The remarkable aspect of dense intracavitary spontaneous echo contrast on echocardiography points toward blood stagnation, and possibly hyperfibrinogenemia (not measured herein) [7]. Such a finding was also reported with cold agglutinin disease [8] and immune-mediated hemolytic anemia [9]. In the present clinical context, the signs of right ventricular pressure overload and dysfunction also strongly suggest pulmonary thromboembolism.

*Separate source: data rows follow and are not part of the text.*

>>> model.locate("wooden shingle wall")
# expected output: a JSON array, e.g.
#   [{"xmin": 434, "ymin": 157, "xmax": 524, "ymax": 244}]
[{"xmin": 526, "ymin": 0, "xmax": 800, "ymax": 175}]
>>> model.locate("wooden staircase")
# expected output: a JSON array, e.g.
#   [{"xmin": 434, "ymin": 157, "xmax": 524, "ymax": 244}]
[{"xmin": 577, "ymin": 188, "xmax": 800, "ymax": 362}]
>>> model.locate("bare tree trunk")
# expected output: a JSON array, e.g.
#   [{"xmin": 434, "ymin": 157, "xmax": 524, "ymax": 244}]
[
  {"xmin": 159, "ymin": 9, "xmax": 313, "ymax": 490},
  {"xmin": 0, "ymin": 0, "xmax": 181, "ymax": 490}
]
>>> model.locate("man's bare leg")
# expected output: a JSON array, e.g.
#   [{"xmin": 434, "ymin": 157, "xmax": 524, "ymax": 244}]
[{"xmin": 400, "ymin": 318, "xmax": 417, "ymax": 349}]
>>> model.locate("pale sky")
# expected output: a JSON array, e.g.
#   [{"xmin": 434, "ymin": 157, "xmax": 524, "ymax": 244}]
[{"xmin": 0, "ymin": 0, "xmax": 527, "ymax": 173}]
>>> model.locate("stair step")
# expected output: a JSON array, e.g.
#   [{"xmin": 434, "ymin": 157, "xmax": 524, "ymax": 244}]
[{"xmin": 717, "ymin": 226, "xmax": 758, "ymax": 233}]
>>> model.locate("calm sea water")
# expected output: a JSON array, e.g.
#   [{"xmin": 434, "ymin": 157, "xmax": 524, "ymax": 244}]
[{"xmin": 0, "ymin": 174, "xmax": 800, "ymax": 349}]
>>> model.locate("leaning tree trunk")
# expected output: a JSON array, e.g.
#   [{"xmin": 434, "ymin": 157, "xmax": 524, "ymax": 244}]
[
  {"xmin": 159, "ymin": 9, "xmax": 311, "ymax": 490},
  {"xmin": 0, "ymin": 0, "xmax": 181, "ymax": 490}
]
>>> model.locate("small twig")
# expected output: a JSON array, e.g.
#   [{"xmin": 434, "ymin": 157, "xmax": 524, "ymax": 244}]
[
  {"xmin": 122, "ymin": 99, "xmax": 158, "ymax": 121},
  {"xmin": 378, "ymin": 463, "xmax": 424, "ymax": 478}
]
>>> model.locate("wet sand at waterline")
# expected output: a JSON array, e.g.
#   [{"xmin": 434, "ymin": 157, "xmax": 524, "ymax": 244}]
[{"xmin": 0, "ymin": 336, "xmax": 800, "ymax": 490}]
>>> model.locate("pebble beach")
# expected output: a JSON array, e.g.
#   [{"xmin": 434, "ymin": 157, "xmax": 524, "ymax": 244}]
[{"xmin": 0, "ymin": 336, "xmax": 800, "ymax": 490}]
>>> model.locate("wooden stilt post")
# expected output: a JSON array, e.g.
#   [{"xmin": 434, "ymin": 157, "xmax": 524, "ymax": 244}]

The patient we report had increased d-dimer levels. She experienced a rapidly fatal thromboembolic storm despite aspirin and anticoagulant treatments. High d-dimer levels reflect excessive coagulation and fibrinolysis, and predict venous thromboembolism [10] and mortality [11] in patients hospitalized with COVID-19. Anticoagulant treatment seems to improve in-hospital outcomes [12], but the optimal dosing and duration remain undetermined for COVID-19 patients, and particularly for those with increased d-dimer levels [5, 10].

Conclusion

In the current report, a patient with post-mortem diagnosis of COVID-19 presented progressive livedo racemosa, acute renal failure and myocardial injury, and no respiratory symptoms. Extremely severe spontaneous echo contrast was shown in the right cardiac chambers, as well as right ventricular pressure overload and dysfunction due to presumed pulmonary thromboembolisms. She had an ischemic stroke and died 2 days after presentation. COVID-19-associated hypercoagulability and thromboembolisms may thus precede or present disproportionately to respiratory involvement, which is consistent with the concept of COVID-19 endotheliitis [3].